Penny gripped her briefcase with both hands in front of her and braced herself against the anger she felt radiating from him. Hal had warned her Miles' reaction to being interrupted would not be pretty. She just hoped he'd had his distemper shots.
"Your brother Hal--ah--fell from a horse Saturday and is in a hospital in Asheville," Penny explained quickly, before Miles could get too close. "He's going to be fine, but it means you'll have to take his place at the trade shows for the next three weeks, and he hired me to--help you get ready."

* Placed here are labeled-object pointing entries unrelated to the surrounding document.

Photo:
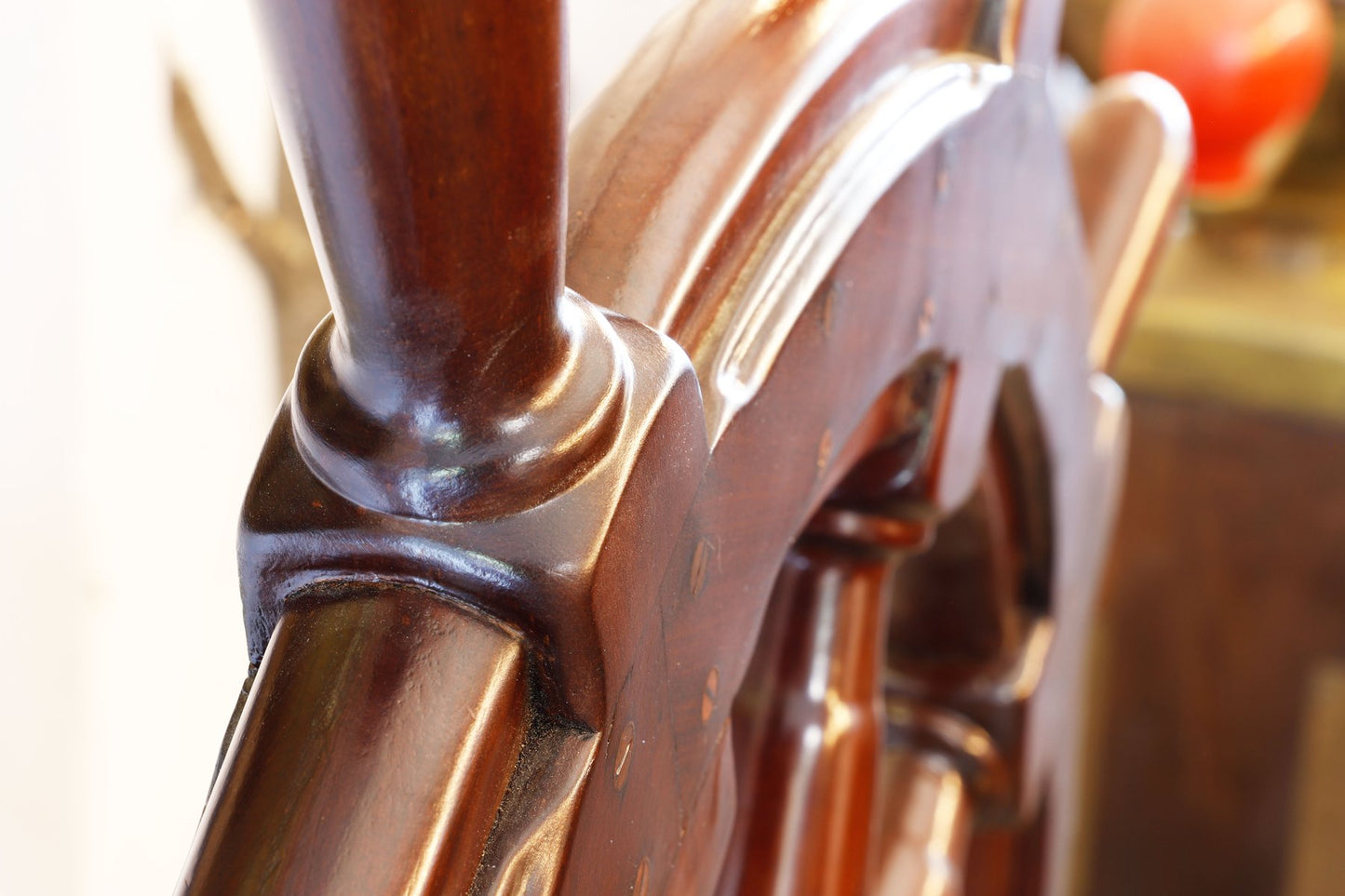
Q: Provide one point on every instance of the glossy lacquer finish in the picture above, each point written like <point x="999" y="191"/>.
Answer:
<point x="491" y="513"/>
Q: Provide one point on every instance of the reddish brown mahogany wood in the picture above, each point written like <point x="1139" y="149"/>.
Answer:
<point x="386" y="735"/>
<point x="806" y="201"/>
<point x="809" y="727"/>
<point x="455" y="380"/>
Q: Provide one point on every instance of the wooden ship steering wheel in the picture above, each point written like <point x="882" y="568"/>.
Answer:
<point x="709" y="502"/>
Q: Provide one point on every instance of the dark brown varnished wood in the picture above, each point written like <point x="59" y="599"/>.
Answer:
<point x="434" y="183"/>
<point x="785" y="208"/>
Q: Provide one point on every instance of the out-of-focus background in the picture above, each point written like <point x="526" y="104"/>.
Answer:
<point x="154" y="291"/>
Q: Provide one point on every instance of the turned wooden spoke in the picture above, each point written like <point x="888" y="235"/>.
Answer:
<point x="510" y="551"/>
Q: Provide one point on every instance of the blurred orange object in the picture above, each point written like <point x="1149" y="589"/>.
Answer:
<point x="1251" y="73"/>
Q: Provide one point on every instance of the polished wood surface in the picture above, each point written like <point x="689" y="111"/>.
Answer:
<point x="816" y="235"/>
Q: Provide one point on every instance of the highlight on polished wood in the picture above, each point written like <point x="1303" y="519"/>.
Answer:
<point x="712" y="502"/>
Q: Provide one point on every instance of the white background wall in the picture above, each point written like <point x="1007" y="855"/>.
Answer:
<point x="136" y="383"/>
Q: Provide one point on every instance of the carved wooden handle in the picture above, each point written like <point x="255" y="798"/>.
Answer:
<point x="428" y="145"/>
<point x="428" y="142"/>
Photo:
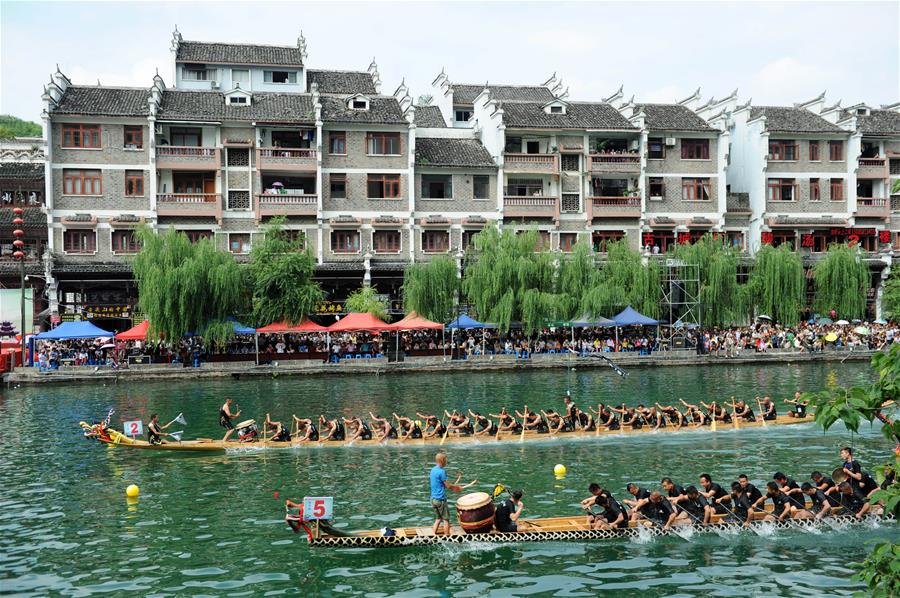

"He did, did he?" Miles asked, stopping in front of her and clamping his broad hands on his lean hips. "And what is it he thinks you have to do to get me ready to go to the...trade shows?"
"Hal discussed your...ah...clothing and appearance, your manner of...ah...speaking and your familiarity with soliciting and writing up orders from clients," Penny said, trying valiantly to remember the important points of the long conversation she'd had with Hal the day before. All the while, the dark hazel eyes of the man in front of her bored into her with palpable intimidation.
It was hard to realize Hal and Miles Jacobs were of the same parentage. Hal, in physical pain in the hospital had nonetheless been every inch the Southern gentleman, cultured and articulate in his speaking, and acutely organized in his mental processes. Miles, on the other hand, seemed to barely retain his grasp on civility.